This document highlights important changes and additions to Sherpa functionality in the CIAO 4.5 Sherpa release.
Sherpa for CIAO 4.5 was released in December 2012, including important bug fixes to the interface for grouping and filtering data, as well as a new sample_flux() function for calculating the flux due to a subcomponent of a Sherpa model. See below for the complete list of CIAO 4.5 additions and enhancement to Sherpa functionality.
- New IPython 0.13 Profile
Sherpa and ChIPS use IPython (included in the CIAO OTS directory) to provide command-line user interfaces, creating an IPython profile in the directory $HOME/.ipython-ciao.

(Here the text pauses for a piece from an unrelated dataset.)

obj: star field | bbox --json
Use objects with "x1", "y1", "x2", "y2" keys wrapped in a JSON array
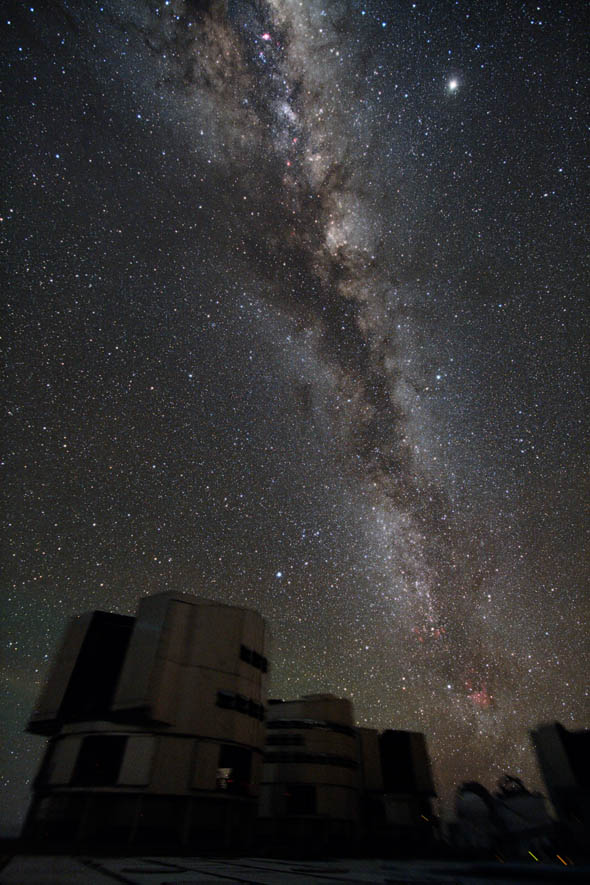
[{"x1": 0, "y1": 0, "x2": 590, "y2": 828}]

In CIAO 4.5, a new Sherpa profile is installed in ~/.ipython-ciao4.5 (profiles for CIAO 4.4 and earlier will remain unchanged in ~/.ipython-ciao).
Note: IPython 0.13 profiles are incompatible with IPython 0.10, and vice-versa, which is why the IPython 0.13 profile is stored in a new directory. Users can switch back and forth between CIAO 4.4 and CIAO 4.5 versions of Sherpa.
The Sherpa IPython 0.13 profile does not import Python code from the current working directory while Sherpa is being imported, to avoid sherpa startup errors, though this capability is restored after Sherpa is finished importing.
- Grouping and Filtering Data
Many enhancements have been made to the grouping and filtering interfaces in Sherpa in CIAO 4.5; notable items are listed below.
- In previous Sherpa releases, a filter applied to a data set using one of the notice or ignore commands had to be reinstated after issuing one of the dynamic grouping commands on the same data set, because the grouping functions erased the existing data set filter. Now, filters are retained after dynamic grouping, and after calling the group/ungroup functions.
When a dynamic grouping scheme, or filter, is applied to a data set, it is also automatically applied to all associated background data sets. A different grouping scheme or filter for a background can still be imposed afterward using the bkg_id parameter of the grouping or filtering function. For example, to filter and group background data separately from the associated source data, one could do the following to filter the default source data set over the 1 to 7 keV range and its associated background component, with bkg_id=1, over the range 2 to 7 keV:
sherpa> notice(1, 7) sherpa> notice(2, 7, bkg_id=1)
or to group the source and background so that it has a minimum signal-to-noise ratio of 3 and 10 respectively:
sherpa> group_snr(3) sherpa> group_snr(10, bkg_id=1)
- Filters can now be defined in channels, when working in channel space, whether the data are grouped or ungrouped.
- Multiple filters in non-X-ray spectra (i.e. no instrument response) are now correctly treated when fitting using XSPEC models.
- Simulating X-ray Spectra
The function fake_pha has been updated to include background counts. If background counts have been supplied with a previously read PHA file, then the background counts are appropriately scaled, a Poisson draw is taken of the scaled background counts, and then that is added to the simulated source counts. (If there are multiple backgrounds, then the average of the backgrounds is added to the simulated source counts.)
The option can be used as shown below:
sherpa> load_pha("data.pha") sherpa> set_source(xsphabs.a1 * xspowerlaw.p1) # To include background counts read in from a data file. sherpa> arf1 = get_arf() sherpa> rmf1 = get_rmf() sherpa> bkg1 = get_bkg() sherpa> fake_pha(1, exposure=400000, arf=arf1, rmf=rmf1, bkg=bkg1) # To include ONLY simulated source counts, no background added. sherpa> fake_pha(1, exposure=400000, arf=get_arf(), rmf=get_rmf())
- New Models
- Optical Models
Several issues have been fixed with the following optical models:
- Fixed incorrect NumPy slices used in several models such as opticalgaussian and absorptiongaussian.
- absorptionedge model corrected in order to be multiplicative.
- emissiongaussian updated to use the "limit" parameter where it was mistakenly using "skew" and the skew parameter is now frozen by default.
- absorptionvoigt updated to correctly scale FWHM in both Gaussian and Lorentzian input models.
- emissionlorentz "kurt" parameter fixed to be set to 2 and frozen by default.
- emissionvoigt "lg" is now set to 1 and frozen by default.
- Calculating Model Component Flux
A new function, sample_flux, has been added to calculate the flux due to a subcomponent of a Sherpa model. The function returns a sample of parameters with a corresponding flux and flux uncertainty for a model component, or a combination of model components. The model components have to be previously defined and used in the fit. The samples are generated from the multi-variate normal distributions with the scales defined by covariance (if at the best fit) or supplied (as "scales"). The flux is calculated for each set of simulated parameters. The returned flux value is given by a sample's median with the lower and upper quantiles defined by the confidence level supplied to the function.